Network Assessment Guide
Assessment Approach
A network segmentation assessment maps what can reach what. The goal is not to find vulnerabilities in individual services but to determine whether network boundaries exist, whether they are enforced, and whether they match the organization's security requirements.
The approach is systematic: for every pair of system types in the network, test whether one can reach the other. This produces a connectivity matrix -- a table showing every connection that exists and every connection that should not exist.
Systematic connectivity testing
For each building (or building simulation), test connectivity from every system type to every other system type:
- Identify all system types in the network: tenant Wi-Fi, building management systems (BMS), CCTV, access control, management/monitoring
- From each system type, run port scans against all other system types
- Record what is reachable: IP/hostname, port, protocol, service name
- Classify each connection: expected (legitimate business need), unexpected (no business justification), critical (safety-relevant system accessible from untrusted zone)

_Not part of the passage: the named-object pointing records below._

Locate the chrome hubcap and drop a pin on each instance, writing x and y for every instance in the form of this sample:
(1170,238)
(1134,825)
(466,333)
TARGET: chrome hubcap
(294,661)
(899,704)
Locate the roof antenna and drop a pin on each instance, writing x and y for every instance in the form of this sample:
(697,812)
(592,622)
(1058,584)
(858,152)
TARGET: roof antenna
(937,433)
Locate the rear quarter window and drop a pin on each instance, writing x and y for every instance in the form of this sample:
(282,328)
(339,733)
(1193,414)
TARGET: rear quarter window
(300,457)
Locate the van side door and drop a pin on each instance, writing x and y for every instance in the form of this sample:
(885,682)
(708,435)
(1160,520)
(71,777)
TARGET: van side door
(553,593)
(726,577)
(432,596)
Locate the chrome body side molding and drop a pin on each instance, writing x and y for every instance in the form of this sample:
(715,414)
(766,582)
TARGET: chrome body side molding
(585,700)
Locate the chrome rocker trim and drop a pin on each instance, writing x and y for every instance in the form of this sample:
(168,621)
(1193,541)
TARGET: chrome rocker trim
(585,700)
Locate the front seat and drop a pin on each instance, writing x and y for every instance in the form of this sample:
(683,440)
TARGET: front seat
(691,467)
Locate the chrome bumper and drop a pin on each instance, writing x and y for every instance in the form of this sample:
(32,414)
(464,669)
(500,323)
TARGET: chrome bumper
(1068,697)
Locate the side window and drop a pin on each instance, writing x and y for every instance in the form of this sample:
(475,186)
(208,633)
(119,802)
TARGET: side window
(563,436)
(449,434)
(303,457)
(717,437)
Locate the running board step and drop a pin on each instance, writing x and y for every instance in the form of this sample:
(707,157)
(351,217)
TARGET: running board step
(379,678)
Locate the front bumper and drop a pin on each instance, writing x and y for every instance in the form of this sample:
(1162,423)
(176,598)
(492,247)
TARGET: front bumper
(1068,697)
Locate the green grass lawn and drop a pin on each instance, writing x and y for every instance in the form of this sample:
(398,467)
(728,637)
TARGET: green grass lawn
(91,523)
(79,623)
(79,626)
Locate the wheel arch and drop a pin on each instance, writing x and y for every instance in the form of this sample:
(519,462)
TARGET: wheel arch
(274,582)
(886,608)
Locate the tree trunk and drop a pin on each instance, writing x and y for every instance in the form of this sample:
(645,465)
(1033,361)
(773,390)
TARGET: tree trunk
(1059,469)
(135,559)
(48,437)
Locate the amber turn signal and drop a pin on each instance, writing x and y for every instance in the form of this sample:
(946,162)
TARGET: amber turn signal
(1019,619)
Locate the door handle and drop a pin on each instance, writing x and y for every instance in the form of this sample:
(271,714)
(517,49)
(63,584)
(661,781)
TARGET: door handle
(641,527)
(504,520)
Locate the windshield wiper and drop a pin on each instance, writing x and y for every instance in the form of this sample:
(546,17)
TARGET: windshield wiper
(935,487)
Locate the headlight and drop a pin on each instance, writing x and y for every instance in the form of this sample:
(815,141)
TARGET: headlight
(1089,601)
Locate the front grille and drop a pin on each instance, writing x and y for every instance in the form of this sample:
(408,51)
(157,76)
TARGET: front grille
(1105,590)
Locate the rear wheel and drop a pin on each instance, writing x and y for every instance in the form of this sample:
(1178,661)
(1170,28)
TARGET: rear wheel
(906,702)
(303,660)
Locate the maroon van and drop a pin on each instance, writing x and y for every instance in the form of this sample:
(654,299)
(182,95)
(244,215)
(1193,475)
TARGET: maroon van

The scans run from the perspective of a device in each zone. Nmap from inside a tenant Wi-Fi container shows what a compromised tenant device could reach. Nmap from inside the CCTV container shows what a compromised camera could reach.
Connectivity Matrix Template
Record findings in a connectivity matrix:
| Source | Destination | Port | Protocol | Service | Status | Classification |
|---|---|---|---|---|---|---|
| tenant-wifi-1 | bms-doha | 8080 | TCP | HTTP (BMS) | Open | Critical |
| tenant-wifi-1 | cctv-manager | 9090 | TCP | HTTP (CCTV) | Open | High |
| tenant-wifi-1 | access-control | 7070 | TCP | HTTP (ACL) | Open | Critical |
| tenant-wifi-1 | grafana | 3001 | TCP | HTTP (Grafana) | Open | Medium |
| bms-doha | tenant-wifi-1 | -- | -- | -- | Filtered | Expected |
| ... | ... | ... | ... | ... | ... | ... |
Fill this matrix for every source-destination pair. The matrix is your primary assessment artifact.
Findings Classification
| Classification | Criteria | Example |
|---|---|---|
| Critical | Life-safety system accessible from untrusted zone | Tenant Wi-Fi can reach BMS (HVAC, fire suppression, access control) |
| High | Cross-zone access without business justification | CCTV management accessible from tenant network |
| Medium | Excessive permissions within a zone or management access too broad | Management zone reaches all ports on all services (should be restricted to monitoring ports) |
| Low | Documentation or configuration hygiene | No network architecture documentation exists |
Documentation Standards
Every finding must include:
- Source zone: Where the connection originates (e.g., tenant Wi-Fi)
- Destination zone: Where the connection reaches (e.g., building management)
- Ports and protocols: Specific ports and protocols observed
- Business impact: What could happen if this connection were exploited (in terms the COO can present to the board)
- Evidence: Nmap output, connection test results, or other proof
- Recommendation: Specific remediation with estimated effort
The findings documentation serves three audiences: the insurance company (compliance evidence), the board (risk and cost), and the IT team (implementation details). Write findings once but structure them so each audience can extract what they need.